The lack of education, health, physical safety, and autonomy deprives girls of their
basic human rights, and it also acts as a brake to social and economic development.
National and international indicators on maternal health, education, food security,
poverty eradication, HIV/AIDS, and gender equality are all negatively linked with high
child marriage rates. In fact, child marriage undermines the achievement of each of
the eight Millennium Development Goals and global targets to reduce poverty worldwide
(Hervish & Feldman-Jacobs 2011; UNICEF 2006; IPPF 2007).
SOLUTIONS: WHAT DO WE KNOW?
Efforts to address child marriage in many parts of the world date back to the 1920s.

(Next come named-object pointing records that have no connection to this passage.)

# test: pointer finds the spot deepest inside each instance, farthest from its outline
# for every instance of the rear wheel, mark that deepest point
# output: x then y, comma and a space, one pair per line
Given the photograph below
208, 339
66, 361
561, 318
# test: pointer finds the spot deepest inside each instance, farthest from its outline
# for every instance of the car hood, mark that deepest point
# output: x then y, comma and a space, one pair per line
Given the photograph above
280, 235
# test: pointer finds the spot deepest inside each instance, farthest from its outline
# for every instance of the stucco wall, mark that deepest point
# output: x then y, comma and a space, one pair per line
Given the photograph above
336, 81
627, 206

For example, the first legislative attempt to end child marriage in India was through
the passage of the “Sarda Act” in 1929 (Mukherjee 2006). More recently, legal reform
began to gain ground in the 1970s and 1980s, as countries such as Bangladesh, India
and Indonesia established or raised the legal minimum age of marriage to 18 for girls.
During the same period, human rights activists and the United Nations launched efforts
to address harmful traditional practices affecting women. However, programmatic
interventions to eradicate this practice have only gained momentum since the 1990s,
coinciding with the attention to adolescent reproductive health at the Cairo International
Conference on Population and Development in 1994 and the assertion of women’s and
girls’ human rights at the UN International Conference on Women in Beijing in 1995
(UNICEF 2001).
INTERNATIONAL CENTER FOR RESEARCH ON WOMEN
5
Several organizations have examined the causes and consequences of child marriage
in some detail (Bott & Jejeebhoy 2003; Mathur et al 2003; UNICEF 2001), and many have
highlighted promising programmatic approaches to prevent child marriage (e.g., USAID
2009; Hervish & Feldman-Jacobs 2011). However, comprehensive reviews to take stock
of existing programs have been more limited. The International Center for Research on
Women (ICRW) undertook one such effort in 2007, and identified 66 child marriage-related
programs in 30 countries (Jain & Kurz 2007). ICRW conducted a follow-up review that
focused solely on India and identified 58 program and policy efforts targeting child
marriage in the country (Mukherjee et al 2008).
These reviews have uncovered important insights on the scope and range of interventions
to address this problem. Many programs recognize the multitude of factors driving the
persistence of child marriage. These interventions have tried comprehensive or
integrated approaches that engage communities, families and policymakers, while
attempting to impart to girls skills, opportunities and empowerment. However, prevention
efforts were not always focused in the countries with the highest rates of child marriage
(Jain & Kurz 2007). And many efforts lacked scale and were not integrated into larger
government initiatives or private sector drivers of economic and social change to be
sustainable in the long run (Mukherjee et al 2008).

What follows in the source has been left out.